UN chief Ban Ki-moon pleaded Tuesday for Libya's unity government to be allowed to start work quickly and called for anyone obstructing the peace process to be held accountable.
Ban, speaking in Tunisia, called for a UN-backed presidential council to be permitted to work towards "the immediate peaceful and orderly handover of power to the government of national accord."
He also urged Libya's internationally recognised parliament, based in the country's east, "to uphold its responsibilities" in implementing a UN-brokered power-sharing deal announced in December.
"Those obstructing the political process should be held accountable.

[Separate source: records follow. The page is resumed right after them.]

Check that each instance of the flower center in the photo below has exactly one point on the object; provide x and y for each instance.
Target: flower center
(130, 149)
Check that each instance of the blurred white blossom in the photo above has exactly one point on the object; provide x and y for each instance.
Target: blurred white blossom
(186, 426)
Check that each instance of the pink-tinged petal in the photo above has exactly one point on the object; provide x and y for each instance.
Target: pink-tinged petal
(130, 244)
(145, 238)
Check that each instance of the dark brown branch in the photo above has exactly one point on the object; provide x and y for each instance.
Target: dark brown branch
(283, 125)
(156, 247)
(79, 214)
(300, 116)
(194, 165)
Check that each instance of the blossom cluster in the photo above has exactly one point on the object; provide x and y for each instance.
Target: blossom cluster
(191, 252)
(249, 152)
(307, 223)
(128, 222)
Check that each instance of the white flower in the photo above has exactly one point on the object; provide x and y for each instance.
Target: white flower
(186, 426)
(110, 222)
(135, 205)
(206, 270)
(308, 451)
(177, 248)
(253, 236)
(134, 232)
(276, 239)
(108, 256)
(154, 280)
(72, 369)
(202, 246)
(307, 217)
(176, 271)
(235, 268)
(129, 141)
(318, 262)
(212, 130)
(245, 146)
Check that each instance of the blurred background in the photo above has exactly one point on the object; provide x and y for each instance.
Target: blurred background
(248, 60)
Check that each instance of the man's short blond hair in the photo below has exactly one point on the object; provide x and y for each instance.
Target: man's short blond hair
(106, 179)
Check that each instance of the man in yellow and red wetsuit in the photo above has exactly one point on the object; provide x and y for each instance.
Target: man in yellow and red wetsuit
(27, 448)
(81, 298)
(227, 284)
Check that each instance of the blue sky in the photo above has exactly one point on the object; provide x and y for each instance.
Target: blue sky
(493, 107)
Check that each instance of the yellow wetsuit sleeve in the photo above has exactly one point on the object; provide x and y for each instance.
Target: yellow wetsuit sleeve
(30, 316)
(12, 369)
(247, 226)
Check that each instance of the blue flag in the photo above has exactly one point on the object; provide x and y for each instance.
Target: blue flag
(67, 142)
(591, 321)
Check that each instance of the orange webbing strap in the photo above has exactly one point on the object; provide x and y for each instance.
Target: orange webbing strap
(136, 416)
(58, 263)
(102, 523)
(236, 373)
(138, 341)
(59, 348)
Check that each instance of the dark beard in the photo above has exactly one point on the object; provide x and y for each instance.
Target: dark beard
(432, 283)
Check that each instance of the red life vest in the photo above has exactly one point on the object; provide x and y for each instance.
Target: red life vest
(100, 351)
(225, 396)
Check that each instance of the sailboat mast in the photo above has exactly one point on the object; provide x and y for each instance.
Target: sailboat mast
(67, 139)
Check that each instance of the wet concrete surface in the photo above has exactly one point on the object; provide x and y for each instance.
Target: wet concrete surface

The Libyan people deserve peace, security and prosperity under a strong, united government," he said.
The power-sharing deal aims to end years of political turmoil in the North African state that has been exploited by jihadists and people-smugglers.
But both of Libya's rival authorities -- the government backed by the recognised parliament and another supported by armed groups in the capital -- have refused to cede power to the unity government.
Tripoli's unrecognised administration on Friday announced a "maximum state of emergency" after the Tunisia-based presidential council said the unity government would soon start working in the capital.
World powers are pressing all sides in the Libyan conflict to accept the UN-brokered deal, amid concerns the Islamic State jihadist group is gaining influence in the country.
Western nations are openly considering a military intervention against the extremists.
"There are many countries who really wish that Libya now establishes the government of national accord so that we can help them, so that they can establish their country with peace and security," Ban said.
"Terrorism poses a great threat not only in Libya and Tunisia but all around the world as we have seen in the past few days in Belgium, Iraq and Pakistan. We need a united global approach".